Nobody can quite discount the COAI's formidable lobbying powers. The Association of Basic Telecom Operators (ABTO) alleges that the cellular lobby managed all through Sodhi's tenure as TRAI chairman to change the ground rules in its favour. They managed to hike the monthly rental charged despite explicit clauses restraining them in the licence agreement. Tariffs have also been well above the cost of providing the service. In depositions before Sodhi, different cellular operators quoted widely divergent figures for the cost incurred in setting up their service. Ironically, all these claims were accepted uncritically by the regulatory authority and its recommendations fashioned accordingly.

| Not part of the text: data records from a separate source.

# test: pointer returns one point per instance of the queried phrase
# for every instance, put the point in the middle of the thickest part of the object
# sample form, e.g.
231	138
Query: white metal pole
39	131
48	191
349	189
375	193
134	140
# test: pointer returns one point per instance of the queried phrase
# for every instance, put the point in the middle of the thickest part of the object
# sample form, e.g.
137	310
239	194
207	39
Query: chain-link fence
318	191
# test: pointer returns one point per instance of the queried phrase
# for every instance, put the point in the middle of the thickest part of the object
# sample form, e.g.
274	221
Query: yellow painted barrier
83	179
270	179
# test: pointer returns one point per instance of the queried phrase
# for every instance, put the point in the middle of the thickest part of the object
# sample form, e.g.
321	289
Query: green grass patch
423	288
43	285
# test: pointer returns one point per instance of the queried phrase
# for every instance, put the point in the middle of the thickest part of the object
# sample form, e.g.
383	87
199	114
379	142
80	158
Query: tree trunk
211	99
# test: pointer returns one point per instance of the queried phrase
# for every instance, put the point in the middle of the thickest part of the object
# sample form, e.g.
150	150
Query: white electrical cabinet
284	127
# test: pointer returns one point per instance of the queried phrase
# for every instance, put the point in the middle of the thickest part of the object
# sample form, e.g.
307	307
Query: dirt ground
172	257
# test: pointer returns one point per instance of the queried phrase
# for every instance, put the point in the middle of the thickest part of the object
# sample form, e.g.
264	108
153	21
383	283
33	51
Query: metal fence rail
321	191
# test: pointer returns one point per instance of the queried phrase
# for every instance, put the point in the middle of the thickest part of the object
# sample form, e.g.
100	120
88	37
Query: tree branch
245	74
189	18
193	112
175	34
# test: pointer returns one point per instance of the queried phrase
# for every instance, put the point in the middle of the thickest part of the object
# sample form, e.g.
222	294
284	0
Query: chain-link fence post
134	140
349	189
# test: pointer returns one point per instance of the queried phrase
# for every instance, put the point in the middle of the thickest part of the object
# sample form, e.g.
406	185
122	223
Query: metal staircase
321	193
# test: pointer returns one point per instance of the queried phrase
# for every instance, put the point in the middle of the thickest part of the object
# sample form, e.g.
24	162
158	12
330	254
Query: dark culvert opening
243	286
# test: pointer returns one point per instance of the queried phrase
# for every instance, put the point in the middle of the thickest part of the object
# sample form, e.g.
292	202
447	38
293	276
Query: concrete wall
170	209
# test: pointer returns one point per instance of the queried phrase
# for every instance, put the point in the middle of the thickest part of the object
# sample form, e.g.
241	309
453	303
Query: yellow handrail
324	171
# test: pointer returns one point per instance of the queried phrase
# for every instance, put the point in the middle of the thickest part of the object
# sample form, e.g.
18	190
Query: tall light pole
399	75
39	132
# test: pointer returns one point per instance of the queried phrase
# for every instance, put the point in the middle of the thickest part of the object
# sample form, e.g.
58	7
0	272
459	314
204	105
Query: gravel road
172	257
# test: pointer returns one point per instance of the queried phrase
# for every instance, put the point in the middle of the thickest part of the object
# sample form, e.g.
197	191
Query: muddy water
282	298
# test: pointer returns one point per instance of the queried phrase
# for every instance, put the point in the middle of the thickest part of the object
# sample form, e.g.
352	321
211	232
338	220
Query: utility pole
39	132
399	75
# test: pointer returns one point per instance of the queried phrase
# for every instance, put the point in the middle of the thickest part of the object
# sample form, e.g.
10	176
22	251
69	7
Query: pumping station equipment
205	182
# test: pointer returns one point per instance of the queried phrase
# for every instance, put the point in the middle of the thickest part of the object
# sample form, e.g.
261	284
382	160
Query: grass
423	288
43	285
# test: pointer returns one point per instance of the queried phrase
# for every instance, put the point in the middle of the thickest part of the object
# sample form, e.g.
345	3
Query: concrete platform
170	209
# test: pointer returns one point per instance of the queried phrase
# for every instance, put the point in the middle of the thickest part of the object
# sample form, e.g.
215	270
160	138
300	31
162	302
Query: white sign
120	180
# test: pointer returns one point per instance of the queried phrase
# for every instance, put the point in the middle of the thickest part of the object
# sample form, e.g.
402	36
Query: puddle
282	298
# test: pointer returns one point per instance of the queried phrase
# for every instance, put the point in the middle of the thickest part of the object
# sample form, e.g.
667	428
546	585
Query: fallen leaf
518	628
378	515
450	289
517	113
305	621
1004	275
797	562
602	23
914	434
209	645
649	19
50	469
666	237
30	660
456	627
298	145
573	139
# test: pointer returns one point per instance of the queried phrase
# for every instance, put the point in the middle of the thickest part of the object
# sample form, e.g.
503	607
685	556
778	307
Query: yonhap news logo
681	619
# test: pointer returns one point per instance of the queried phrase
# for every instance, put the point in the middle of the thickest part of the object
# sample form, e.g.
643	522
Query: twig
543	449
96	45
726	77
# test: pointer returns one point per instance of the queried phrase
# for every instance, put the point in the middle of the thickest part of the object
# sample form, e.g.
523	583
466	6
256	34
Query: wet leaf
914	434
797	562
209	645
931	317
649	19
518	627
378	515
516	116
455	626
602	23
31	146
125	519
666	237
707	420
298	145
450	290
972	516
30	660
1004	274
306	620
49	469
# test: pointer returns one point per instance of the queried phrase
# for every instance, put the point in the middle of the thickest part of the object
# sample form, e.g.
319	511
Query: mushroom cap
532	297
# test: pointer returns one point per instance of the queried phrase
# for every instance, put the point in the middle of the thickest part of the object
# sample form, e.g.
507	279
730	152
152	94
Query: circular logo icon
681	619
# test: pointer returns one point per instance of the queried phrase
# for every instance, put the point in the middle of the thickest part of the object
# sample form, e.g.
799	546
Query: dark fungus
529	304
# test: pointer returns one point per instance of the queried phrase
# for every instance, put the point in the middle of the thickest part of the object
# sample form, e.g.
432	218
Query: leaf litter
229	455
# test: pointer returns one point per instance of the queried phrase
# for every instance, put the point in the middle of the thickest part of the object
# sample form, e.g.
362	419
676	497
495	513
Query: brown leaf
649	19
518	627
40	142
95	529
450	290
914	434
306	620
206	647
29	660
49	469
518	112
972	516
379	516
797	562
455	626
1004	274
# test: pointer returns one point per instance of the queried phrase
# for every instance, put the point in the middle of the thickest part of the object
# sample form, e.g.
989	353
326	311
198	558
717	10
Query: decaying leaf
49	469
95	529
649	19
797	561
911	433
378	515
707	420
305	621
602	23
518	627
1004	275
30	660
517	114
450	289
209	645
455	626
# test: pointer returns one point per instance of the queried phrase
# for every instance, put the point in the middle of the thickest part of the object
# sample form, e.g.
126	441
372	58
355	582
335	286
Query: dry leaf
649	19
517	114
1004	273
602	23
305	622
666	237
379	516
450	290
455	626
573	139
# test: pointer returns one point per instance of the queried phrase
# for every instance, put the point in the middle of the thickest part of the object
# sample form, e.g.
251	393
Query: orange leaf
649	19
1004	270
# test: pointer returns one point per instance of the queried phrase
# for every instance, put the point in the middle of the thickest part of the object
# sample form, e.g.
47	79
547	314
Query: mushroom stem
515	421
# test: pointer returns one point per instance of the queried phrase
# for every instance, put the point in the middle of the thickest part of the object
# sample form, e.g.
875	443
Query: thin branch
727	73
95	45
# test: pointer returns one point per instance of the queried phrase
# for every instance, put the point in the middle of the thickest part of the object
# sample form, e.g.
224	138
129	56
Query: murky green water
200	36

The question that the COAI has referred to the dispute settlement body seems trivial. Whether or not NTP-99 specifically mentions it, 'limited mobility' is very much a reality. Indeed, a credible case can be made that NTP-99 allows for this service implicitly, in the sections where it refers to the rapid convergence of communications media, with the distinction between both 'wireless and wireline' tending increasingly to be obliterated. The outcome of the WiLL controversy will be a test case of how far the authorities overseeing the current phase of deregulation have larger social interests at heart and how far they are swayed by the simulated anger and outrage of narrow commercial lobbies.